We thought Carole’s amazing career, from her first “discovery” at fifteen amid a blazing whirlwind of publicity, through her days as a Mack Sennett bathing beauty, until now when she is one of the most brilliant dramatic actresses of the screen. Her smashed romance with William Powell. Her friendship with Russ Columbo, tragically broken by death.

At any point in her career she might have stopped — jelled into the personality of a hey-hey dancing girl. Remained always a mere beautiful clothes-horse. We mentioned several former stars who had done just that. She asked me not to print their names.

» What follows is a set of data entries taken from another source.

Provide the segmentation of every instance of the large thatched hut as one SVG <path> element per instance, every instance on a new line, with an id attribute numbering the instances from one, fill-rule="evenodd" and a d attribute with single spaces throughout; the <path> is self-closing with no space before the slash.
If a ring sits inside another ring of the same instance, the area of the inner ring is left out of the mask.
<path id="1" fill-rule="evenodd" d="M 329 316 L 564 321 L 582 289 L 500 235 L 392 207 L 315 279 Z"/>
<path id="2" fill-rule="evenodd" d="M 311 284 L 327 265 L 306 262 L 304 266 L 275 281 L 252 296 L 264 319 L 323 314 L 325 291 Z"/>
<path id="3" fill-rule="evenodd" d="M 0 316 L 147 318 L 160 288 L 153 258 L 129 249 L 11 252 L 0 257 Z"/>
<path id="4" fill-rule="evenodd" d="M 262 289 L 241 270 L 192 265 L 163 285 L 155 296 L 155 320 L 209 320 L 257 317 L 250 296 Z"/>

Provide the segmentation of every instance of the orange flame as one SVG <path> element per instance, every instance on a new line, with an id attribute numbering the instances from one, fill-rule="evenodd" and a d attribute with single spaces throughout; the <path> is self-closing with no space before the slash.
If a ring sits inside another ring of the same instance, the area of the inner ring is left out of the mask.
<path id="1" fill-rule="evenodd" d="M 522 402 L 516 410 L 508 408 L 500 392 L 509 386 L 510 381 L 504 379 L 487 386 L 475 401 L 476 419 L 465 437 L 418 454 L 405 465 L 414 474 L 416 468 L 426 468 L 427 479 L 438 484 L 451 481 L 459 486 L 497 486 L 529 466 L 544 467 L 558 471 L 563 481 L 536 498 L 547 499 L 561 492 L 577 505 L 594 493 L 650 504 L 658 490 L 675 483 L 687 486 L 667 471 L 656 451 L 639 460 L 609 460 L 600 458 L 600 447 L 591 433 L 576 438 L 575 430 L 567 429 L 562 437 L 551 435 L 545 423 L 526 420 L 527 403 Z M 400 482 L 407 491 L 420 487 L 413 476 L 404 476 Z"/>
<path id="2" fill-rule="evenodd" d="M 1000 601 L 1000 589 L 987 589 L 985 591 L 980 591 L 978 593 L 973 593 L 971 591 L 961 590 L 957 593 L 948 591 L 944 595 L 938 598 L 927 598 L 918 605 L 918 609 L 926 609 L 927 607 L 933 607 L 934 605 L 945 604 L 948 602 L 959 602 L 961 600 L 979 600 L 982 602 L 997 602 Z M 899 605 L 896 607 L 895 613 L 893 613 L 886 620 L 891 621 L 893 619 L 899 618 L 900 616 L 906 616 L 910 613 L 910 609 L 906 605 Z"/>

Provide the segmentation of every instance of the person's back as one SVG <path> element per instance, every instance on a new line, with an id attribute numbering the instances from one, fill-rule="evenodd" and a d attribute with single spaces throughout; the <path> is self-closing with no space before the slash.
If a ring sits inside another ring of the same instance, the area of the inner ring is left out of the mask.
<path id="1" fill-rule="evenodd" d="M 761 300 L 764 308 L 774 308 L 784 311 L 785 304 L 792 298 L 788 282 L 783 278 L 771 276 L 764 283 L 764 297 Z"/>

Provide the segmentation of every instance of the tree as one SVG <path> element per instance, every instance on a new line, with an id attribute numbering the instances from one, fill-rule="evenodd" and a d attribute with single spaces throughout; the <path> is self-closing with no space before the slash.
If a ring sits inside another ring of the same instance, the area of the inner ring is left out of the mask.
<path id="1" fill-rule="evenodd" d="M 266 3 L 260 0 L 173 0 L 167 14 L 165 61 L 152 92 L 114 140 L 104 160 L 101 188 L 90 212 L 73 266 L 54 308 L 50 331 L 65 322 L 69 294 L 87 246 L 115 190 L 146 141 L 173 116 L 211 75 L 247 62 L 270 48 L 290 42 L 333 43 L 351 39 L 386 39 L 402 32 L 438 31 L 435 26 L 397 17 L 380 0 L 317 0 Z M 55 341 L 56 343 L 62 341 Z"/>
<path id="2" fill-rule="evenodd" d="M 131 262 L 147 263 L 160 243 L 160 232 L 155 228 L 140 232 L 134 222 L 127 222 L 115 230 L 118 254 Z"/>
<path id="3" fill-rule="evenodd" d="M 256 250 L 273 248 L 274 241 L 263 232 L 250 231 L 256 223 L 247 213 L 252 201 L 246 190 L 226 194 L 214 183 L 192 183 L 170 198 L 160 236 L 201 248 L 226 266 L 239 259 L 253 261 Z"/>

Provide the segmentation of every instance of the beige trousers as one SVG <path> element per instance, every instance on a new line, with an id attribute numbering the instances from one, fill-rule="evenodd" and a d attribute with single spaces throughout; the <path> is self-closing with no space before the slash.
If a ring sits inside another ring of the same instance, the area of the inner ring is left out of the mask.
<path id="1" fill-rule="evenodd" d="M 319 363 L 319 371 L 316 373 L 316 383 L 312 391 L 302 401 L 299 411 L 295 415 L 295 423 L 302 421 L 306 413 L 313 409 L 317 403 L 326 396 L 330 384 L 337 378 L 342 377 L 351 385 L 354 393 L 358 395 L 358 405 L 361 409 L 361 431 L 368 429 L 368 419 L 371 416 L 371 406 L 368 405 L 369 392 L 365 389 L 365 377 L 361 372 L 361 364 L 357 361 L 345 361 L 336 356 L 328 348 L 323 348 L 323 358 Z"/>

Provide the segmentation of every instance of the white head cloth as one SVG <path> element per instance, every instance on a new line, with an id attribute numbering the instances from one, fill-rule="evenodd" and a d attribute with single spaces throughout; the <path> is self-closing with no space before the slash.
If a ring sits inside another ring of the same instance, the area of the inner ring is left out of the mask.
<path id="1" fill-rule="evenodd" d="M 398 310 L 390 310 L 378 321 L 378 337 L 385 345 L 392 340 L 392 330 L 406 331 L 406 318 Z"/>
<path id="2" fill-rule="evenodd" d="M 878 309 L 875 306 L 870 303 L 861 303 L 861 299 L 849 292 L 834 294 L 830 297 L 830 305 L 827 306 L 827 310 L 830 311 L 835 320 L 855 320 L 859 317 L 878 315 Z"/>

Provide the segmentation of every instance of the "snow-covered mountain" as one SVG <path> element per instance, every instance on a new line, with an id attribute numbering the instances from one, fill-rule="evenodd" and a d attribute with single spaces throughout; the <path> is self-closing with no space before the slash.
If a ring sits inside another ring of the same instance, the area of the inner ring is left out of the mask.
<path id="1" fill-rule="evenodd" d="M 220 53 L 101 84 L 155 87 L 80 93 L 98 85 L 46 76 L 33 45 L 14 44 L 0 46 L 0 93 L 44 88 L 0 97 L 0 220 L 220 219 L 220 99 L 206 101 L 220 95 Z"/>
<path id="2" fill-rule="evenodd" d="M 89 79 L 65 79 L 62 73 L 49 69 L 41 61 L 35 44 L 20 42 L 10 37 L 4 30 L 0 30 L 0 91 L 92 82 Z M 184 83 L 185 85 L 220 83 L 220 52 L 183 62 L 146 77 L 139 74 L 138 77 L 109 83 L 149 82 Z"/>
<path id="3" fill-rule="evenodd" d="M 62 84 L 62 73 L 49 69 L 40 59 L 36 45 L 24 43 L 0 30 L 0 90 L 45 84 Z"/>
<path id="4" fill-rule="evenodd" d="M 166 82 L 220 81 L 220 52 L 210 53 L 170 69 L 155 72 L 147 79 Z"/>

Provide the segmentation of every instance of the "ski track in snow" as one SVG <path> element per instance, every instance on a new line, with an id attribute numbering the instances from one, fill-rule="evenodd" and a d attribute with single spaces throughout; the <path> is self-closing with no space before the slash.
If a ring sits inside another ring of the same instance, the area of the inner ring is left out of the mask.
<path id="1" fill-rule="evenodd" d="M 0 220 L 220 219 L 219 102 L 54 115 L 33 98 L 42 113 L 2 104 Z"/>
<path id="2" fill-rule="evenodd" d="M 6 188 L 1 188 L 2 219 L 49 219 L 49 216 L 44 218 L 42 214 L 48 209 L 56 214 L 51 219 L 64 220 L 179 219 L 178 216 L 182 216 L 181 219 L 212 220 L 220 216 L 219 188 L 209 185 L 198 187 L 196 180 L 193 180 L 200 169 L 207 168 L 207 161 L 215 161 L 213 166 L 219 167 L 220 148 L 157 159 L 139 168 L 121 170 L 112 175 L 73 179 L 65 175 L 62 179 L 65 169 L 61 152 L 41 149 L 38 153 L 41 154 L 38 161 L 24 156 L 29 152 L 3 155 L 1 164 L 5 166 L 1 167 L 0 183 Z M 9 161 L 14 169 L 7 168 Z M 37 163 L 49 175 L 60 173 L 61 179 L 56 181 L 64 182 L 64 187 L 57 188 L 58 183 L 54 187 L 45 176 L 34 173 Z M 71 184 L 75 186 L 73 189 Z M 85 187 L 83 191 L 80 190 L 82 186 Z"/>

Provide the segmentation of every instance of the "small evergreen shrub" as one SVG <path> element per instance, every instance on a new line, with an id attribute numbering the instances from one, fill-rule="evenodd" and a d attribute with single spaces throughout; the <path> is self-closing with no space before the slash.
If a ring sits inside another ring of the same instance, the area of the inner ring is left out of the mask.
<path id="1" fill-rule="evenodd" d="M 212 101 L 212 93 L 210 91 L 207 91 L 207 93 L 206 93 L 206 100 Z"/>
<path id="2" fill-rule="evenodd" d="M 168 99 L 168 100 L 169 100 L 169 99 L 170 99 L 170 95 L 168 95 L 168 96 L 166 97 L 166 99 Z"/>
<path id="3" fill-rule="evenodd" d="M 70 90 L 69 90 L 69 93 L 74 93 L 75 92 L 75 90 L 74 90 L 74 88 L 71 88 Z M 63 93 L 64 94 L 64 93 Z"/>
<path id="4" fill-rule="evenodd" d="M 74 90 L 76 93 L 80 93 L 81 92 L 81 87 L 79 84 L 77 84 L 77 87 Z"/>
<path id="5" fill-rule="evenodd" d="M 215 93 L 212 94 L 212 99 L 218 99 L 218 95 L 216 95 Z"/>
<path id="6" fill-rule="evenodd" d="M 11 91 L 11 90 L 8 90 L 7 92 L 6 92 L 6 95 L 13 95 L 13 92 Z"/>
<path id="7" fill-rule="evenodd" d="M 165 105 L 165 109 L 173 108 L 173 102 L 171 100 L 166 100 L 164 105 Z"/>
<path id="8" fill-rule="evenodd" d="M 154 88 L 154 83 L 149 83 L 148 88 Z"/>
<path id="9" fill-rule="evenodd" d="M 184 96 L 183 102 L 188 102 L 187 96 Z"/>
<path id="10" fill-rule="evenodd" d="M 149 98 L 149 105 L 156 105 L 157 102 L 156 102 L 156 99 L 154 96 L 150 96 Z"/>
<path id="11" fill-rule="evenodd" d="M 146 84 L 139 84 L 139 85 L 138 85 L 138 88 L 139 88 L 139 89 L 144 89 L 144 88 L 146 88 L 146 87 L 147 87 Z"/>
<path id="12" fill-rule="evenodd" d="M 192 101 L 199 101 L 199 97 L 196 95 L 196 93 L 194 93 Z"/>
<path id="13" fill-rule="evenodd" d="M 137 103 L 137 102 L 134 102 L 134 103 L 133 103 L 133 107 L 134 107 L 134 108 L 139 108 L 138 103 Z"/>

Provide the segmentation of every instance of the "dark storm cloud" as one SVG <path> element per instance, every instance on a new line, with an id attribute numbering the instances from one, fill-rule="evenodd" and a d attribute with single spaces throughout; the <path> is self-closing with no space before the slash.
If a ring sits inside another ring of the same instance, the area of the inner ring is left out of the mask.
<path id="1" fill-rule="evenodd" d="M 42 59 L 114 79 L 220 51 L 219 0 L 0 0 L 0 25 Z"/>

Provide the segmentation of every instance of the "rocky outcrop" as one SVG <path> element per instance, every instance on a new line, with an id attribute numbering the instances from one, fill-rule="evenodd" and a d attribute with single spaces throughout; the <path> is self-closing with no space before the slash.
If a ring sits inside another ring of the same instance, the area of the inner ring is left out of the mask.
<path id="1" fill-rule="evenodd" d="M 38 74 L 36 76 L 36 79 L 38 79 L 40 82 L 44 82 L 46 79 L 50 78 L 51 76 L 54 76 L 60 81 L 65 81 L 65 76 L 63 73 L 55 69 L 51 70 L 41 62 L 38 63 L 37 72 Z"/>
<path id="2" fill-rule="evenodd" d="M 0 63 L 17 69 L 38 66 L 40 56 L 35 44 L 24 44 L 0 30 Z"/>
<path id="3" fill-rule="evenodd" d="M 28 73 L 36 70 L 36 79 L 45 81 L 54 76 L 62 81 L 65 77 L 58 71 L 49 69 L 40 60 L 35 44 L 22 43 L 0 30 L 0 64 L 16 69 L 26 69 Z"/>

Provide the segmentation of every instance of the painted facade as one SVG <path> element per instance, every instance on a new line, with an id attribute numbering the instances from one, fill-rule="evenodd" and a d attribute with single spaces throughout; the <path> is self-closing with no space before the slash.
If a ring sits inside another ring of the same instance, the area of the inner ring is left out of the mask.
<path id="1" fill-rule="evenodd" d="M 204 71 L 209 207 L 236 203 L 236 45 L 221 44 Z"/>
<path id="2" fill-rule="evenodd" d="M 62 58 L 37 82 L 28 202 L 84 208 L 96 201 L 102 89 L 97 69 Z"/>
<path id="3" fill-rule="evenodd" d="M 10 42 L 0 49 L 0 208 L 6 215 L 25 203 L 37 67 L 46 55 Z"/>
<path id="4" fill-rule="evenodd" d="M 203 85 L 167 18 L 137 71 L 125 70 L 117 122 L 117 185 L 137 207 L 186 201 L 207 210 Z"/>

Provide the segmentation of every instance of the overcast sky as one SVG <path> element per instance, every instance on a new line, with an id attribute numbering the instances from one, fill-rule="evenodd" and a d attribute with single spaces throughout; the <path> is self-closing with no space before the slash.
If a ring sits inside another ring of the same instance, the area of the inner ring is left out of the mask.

Instead Carole has gone on — developed into a woman of poise and charm who can be very gay or thoughtfully serious, who can appreciate the broadest joke or the most subtle flash of wit, who is attracted by men of brilliant intellect — men like Robert Riskin, the playwright, who often takes her out.

“The dangerous early twenties were a time of preparation,” she told me. “I’m glad I have crammed all sorts of experiences into them. I’m still learning — still trying to grow and develop. I’m just beginning to live!”